Posted July. 20, 2004 22:47,   

労組、対話に戻らなければならない。

LGカルテックス精油が労組の全面ストで、会社設立37年にして初めて、工場の稼動を中断した。ソウルと仁川(インチョン)など4都市の地下鉄労組も、今日からストを強行するという。ストによる直接的な損失も問題だが、波及効果が莫大なエネルギー混乱と交通混乱を、危機局面にある経済と民生は耐えることができるのか、憂慮される。

賃金引き上げと労働条件の改善要求は正当である。しかし労組は、韓国社会の重要な構成員であると同時に、経済主体でもある。それだけに、経済・社会的副作用が深刻なストはできるだけ慎み、労使がともに経済を回生させることが正しい方法である。このような点で、これら労組の度を超えた要求貫徹のためのストライキは納得し難い。そのうえ、職権仲裁に送付されれば15日間は争議行為が禁止されているにもかかわらず、ストを強行することに対して、多くの国民は共感しないだろう。

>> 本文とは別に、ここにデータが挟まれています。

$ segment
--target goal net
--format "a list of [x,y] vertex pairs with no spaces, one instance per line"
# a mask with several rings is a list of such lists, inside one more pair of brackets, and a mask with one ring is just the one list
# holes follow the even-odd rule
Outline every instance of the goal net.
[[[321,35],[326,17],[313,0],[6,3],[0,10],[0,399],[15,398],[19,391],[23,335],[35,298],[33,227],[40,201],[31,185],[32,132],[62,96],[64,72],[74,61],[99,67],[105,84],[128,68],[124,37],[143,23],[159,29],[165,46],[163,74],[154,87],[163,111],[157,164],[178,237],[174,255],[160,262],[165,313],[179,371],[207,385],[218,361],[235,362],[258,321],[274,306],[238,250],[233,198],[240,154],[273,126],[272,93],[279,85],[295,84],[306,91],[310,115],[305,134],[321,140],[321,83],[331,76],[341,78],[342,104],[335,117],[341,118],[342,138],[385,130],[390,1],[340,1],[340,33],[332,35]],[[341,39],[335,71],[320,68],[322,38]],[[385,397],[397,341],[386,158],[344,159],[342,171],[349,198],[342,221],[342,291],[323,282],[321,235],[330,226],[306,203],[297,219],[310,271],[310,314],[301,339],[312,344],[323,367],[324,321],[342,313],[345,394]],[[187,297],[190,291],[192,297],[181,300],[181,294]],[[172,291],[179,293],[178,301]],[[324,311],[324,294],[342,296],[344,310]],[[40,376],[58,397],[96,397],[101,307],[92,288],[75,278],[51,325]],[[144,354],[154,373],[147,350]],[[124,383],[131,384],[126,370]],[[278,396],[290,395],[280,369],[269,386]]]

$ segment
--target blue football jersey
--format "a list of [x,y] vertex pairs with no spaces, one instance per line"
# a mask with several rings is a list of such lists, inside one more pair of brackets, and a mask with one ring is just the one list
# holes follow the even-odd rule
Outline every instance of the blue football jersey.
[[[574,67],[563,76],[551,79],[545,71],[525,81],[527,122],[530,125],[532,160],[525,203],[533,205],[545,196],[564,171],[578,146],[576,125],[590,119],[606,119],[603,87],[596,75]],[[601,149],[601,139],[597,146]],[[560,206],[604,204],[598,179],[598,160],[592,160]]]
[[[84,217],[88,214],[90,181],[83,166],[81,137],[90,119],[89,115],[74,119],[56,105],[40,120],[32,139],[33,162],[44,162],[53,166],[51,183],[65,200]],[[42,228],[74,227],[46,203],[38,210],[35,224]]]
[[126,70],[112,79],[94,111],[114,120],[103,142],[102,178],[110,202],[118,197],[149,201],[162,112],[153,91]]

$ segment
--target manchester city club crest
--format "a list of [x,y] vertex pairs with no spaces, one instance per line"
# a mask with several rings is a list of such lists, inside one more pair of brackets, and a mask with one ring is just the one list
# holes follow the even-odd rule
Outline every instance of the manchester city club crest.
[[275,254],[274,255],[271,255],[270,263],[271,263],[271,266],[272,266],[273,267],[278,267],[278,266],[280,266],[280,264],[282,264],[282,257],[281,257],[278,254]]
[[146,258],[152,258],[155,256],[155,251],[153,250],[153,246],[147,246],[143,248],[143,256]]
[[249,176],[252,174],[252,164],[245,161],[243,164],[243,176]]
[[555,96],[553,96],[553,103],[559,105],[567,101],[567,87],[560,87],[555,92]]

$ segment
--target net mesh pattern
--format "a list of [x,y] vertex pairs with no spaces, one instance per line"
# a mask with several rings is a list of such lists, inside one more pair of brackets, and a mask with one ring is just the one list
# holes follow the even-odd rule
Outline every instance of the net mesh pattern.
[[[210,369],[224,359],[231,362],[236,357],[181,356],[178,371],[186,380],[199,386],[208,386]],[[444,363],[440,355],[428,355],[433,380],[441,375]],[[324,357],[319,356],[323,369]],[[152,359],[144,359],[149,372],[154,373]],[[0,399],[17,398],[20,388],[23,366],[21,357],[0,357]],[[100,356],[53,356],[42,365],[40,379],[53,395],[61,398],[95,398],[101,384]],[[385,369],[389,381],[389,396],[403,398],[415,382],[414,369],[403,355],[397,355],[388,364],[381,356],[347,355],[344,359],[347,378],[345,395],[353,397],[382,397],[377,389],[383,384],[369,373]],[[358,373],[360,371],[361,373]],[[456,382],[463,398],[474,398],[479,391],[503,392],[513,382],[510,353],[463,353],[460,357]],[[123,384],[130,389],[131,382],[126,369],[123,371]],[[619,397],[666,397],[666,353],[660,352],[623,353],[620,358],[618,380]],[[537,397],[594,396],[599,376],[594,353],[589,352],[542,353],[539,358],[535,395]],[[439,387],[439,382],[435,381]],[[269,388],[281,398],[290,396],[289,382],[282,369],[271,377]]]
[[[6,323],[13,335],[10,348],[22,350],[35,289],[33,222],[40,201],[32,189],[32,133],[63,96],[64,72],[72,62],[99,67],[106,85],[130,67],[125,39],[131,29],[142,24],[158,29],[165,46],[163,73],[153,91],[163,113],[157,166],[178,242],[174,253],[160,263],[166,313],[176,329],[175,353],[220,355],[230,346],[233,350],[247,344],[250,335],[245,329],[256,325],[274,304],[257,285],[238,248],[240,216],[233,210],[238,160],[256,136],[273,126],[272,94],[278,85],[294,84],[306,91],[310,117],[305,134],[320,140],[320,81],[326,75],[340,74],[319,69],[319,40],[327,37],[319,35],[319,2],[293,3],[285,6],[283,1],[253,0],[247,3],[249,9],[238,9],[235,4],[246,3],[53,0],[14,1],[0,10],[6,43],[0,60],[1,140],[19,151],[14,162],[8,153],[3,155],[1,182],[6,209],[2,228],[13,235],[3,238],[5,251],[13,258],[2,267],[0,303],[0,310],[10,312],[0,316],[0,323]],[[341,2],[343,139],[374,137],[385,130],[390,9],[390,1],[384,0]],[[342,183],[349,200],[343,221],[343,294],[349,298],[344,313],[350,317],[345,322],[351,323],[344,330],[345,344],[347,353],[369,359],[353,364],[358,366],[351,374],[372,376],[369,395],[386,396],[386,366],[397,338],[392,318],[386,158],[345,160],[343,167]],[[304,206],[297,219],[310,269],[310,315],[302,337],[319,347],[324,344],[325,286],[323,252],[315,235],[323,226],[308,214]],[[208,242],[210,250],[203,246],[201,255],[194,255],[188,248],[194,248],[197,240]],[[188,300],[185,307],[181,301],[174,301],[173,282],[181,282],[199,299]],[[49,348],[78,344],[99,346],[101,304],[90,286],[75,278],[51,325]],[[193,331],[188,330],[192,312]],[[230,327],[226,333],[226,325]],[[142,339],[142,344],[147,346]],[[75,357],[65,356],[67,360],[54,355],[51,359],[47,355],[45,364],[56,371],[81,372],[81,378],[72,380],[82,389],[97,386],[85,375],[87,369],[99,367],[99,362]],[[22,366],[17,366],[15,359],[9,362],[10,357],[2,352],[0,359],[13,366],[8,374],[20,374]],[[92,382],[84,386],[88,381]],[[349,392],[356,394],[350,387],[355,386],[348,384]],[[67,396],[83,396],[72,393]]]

LG精油の労組は、賃金引き上げと地域社会発展寄金の造成、非正規職の待遇改善などを要求している。しかし、寄金の造成と非正規職の問題は、労使間交渉の対象ではない。賃金引き上げも不法ストライキをしなければならないほど切迫しているとは見られない。LG精油は、労組側の資料からも、10年勤続の労組員の年俸が6000万ウォンにのぼる代表的な高所得の職場である。

地下鉄の場合、労組が要求する賃金引き上げと人員増員をそのまま受け入れれば、人件費追加の負担で、赤字と負債が雪だるま式に増えるだろう。地方自治体が地下鉄建設と運営のために負った負債は、すでに13兆ウォンを超えている。負債は、結局は国民の負担である。

生産性を上回る賃金引き上げ要求と強硬一辺倒の闘争は、資本が海外に流れる主要因となって久しい。組職率が12%に過ぎない労組が経済の死活を握るようになったことが、韓国の現実である。これからは、労組もこれに相応しい責任感を持つ時になった。労組は、強硬闘争が経済をさらに泥沼に落とし入れ、あげくには労働者自身を被害者にするという事実を、大きな枠組から認識し、対話に戻ることを望む。